Sierra kneeled down beside her, she had brought the suitcase with her and she started to pull out more tools.
“Are you sure your qualified for this? Avery asked again. She wasn’t too sure if she wanted Sierra working on her.
“Yes, I’m qualified. I am a veterinarian but I’m cleared to work as a medic for people too.” Sierra pulled back Avery’s shirt, revealing the injury.
“Uh-huh.” Avery wasn’t too convinced but she didn’t do anything to stop her.
“You’re not the only one with some military background. I was called up when I was still studying and worked as a field medic.” Sierra had a jar in her hand, she opened it to reveal a clear salve. She dipped her fingers in it and gently rubbed the ointment over Avery’s stitches. “They needed people with any kind of medical experience and I said, yes.”
“You could have opened with that.” Avery watched Sierra pick up a device that looked like a vegetable peeler.

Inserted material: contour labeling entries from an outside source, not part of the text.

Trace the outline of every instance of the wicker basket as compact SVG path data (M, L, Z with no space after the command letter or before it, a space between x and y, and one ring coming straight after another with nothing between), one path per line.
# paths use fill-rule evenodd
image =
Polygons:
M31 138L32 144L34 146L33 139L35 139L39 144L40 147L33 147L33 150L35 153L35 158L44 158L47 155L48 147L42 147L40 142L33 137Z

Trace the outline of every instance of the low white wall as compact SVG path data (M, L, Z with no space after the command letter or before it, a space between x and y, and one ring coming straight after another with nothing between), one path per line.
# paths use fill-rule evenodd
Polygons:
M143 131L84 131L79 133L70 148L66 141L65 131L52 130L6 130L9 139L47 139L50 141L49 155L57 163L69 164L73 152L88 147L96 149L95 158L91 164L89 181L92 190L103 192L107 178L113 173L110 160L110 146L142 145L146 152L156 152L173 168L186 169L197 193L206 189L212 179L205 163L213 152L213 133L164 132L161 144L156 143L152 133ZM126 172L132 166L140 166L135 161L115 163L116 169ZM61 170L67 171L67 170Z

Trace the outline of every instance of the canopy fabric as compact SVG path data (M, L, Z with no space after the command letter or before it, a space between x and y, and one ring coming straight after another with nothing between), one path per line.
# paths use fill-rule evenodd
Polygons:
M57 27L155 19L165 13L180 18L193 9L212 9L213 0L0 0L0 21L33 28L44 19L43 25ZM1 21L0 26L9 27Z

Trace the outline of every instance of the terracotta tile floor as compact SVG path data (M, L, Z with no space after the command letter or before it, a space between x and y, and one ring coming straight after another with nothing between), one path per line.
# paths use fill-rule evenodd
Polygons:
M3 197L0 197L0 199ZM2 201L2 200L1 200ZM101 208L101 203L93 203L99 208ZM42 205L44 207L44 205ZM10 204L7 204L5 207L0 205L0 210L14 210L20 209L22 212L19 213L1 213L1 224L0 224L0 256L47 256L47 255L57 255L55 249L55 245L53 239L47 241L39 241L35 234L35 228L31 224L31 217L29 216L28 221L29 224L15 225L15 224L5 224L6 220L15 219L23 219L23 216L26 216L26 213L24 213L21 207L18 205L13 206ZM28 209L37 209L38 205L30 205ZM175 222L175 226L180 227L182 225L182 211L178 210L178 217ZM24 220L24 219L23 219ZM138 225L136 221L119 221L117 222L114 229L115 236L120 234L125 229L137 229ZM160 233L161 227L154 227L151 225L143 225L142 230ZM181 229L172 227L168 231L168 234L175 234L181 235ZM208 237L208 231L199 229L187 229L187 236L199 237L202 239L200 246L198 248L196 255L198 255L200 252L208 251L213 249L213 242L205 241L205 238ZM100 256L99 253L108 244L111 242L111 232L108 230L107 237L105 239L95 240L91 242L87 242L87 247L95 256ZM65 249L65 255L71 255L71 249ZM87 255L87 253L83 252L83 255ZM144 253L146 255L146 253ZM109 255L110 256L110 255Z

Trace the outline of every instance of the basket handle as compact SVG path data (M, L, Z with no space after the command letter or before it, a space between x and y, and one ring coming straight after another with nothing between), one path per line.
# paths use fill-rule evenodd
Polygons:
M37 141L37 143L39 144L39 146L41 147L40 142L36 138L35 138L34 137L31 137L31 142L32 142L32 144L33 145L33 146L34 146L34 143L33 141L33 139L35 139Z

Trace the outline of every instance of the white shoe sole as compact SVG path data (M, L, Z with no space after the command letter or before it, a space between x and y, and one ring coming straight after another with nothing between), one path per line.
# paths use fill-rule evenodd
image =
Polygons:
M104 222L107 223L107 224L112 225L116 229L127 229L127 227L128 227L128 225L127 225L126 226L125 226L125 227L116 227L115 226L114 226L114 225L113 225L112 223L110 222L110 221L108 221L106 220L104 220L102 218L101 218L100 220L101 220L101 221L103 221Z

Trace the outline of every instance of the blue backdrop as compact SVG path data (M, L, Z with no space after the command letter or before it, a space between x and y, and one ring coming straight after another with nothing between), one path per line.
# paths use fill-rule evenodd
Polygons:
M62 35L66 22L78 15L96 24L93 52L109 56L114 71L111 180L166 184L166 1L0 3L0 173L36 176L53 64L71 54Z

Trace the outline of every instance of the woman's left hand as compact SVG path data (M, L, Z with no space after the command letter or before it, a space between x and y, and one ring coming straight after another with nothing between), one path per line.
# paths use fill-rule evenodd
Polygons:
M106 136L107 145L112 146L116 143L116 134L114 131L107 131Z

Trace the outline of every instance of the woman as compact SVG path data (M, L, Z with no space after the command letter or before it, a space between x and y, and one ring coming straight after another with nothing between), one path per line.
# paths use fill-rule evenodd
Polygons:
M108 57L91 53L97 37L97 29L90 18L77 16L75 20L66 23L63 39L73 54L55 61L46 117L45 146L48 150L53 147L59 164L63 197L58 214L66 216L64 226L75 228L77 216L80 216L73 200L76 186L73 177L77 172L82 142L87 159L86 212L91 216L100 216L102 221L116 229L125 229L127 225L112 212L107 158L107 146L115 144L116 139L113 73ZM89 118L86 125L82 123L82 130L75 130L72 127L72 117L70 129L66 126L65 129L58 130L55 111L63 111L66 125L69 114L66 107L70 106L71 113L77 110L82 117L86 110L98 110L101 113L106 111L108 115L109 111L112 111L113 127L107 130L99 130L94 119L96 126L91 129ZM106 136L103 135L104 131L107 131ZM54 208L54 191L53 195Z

“I know, I just wanted to see the look on your face.” Sierra pressed a button and the peeler came to life. An electronic glow pulsated across the blade and she hovered it over Avery’s wound. It stung. “Oh, and I always found that its a great conversation opener in stressful situations.”
“Really, I thought you’d just make the stressful situation worse,” Avery said, watching her work. Sierra slowly guided the beam of light over her and the stitches melted away in tiny puffs of smoke. Her skin slowly started to piece itself together with each pass of the device. It was almost like magic but it also stung like dozens of tiny paper cuts.
“Maybe, but it works most of the time.” Sierra finished and picked up another device. She hovered it over the wound that was now gone. Not even a trace of scarring was left.
“What are you doing now?” Avery asked.
“Making sure your internal organs look just as good as your skin. You were pretty messed up.” Sierra responded.
“Oh… thank you.” Avery was fascinated by the tiny little devices. Out of all the people she could have met today, she was glad she had woken up to find Sierra.
“You really don’t need to thank me.” Sierra placed the tools back inside the case. Looking back up at Avery again, she looked like she meant what she said.